University of Notre Dame
Kroc Institutde for International Peace Studies

Perin Gurel is Assistant Professor of American Studies and Concurrent Assistant Professor of Gender Studies at the University of Notre Dame.

The global and local fronts of our endless “War on Terror” intersect around the suspect figure of the Muslim. What might this mean under a president-elect Trump? The structures kept intact, and in some cases expanded, by President Obama provide some clues.

First, there is the Muslim registry. Right after the terrorist attacks of 9/11, the Bush administration implemented a special registration program that used immigration law to register, interview, fingerprint, detain, and deport males from 24 Muslim-majority countries (and North Korea) who were in the United States on student, tourist, or work visas, particularly punishing those who had fallen “out of status” because of glitches with the system. This law (NSEERS) not only furthered the association of Muslims with terrorism, it also turned immigration enforcement into one of the strongest arms of the War on Terror, as the government committed human rights violations previously well-known to other racialized communities, implementing arrest sweeps and raids based entirely on national and ethno-religious background, detaining individuals and breaking up families, all without a single terror-related charge. According to the ACLU, no one registered under NSEERS was ever convicted of a terrorism-related crime before deportation. The government simply wanted a show of doing something by turning on the most vulnerable, the lowest hanging fruit, and sent a message that implicitly justified citizens doing the same.

Selective registration was made dormant by the Obama administration in 2011. The president did not cancel the program: he just removed names of countries from the list. He thus bequeaths a ready-made template to the president-elect, who can easily enforce immigration law selectively and vigorously in a way that will disproportionately impact Muslim and Latinx communities. Kansas Secretary of State Kris Kobach, who helped design both NSEERS and Arizona’s notorious SB 1070 immigration law, which promoted racial-profiling, is a member of Trump’s transition team. NSEERS and SB 1070 are perfect examples of the intersections between the domestic and the foreign, the official and the unofficial, and between legal and social citizenship. In both cases, the state says to certain human beings, “you look like you don’t belong; I will stop you and ask you for your papers.” This in turn encourages some citizens to say, “you look like you don’t belong, I will punch you and tell you to go back where you came from.”

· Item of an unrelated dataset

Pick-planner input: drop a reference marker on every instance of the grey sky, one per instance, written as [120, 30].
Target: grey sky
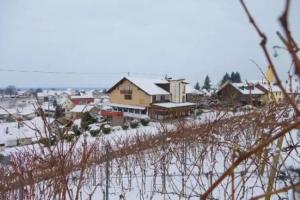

So far American leaders from George W. Bush to President Obama have largely followed a good Muslim/bad Muslim narrative, publicly pushing for social citizenship and civil rights for American Muslims while keeping intact structural policies that limit civil and human rights inside and outside the country: FBI racial profiling, harassment, and entrapment of the indigent and mentally ill; extraordinary rendition, indefinite detention, and abuse at Guantanamo and, perhaps worse, a secret worldwide network of CIA black sites operating without oversight. There is also the perverse logic of an extrajudicial assassination policy that lists all unknown Muslim males murdered in a drone attack as de facto enemy combatants. Constructing “good” Muslims as agents on “the front lines” of the War on Terror, both establishment Democrats and Republicans depicted them as potential family members, friends, and neighbors of terrorists, subtly delegitimizing any criticism of the racial logic of the War on Terror.

We are now getting ready for a leadership shift, which may make the link between unofficial hate crimes against Muslims and official U.S. policies crystal clear through openly racist and xenophobic language. Perhaps this will create an opportunity for potential allies who did not agitate against racial profiling, registrations, and deportations within the United States, or against persistent violations of human rights outside U.S. nation-state borders, to finally see the connection between rhetoric and policy and to stand up to the policies.

Perhaps this is the moment we heed the words of Malcolm X and think beyond “civil rights” towards “human rights” with a framework that includes a critique of U.S. empire. After all, social citizenship for Muslims/Arabs/Middle Easterners – this nebulous racialized category that cuts across both unofficial hate crimes and structural policies like NSEERS – will remain precarious as long as the War on Terror continues to operate on a blueprint of collective punishment at home and abroad.

As we get ready to think through the challenges of a new era, we should stay on guard against blatant violations of our values and institutions. We may also want to notice how the new administration will not necessarily be making things anew, but will likely expand already existing racialized structures around immigration, the prison-industrial complex, and empire – War on Drugs, War on Crime, and War on Terror – structures to which we have long consented.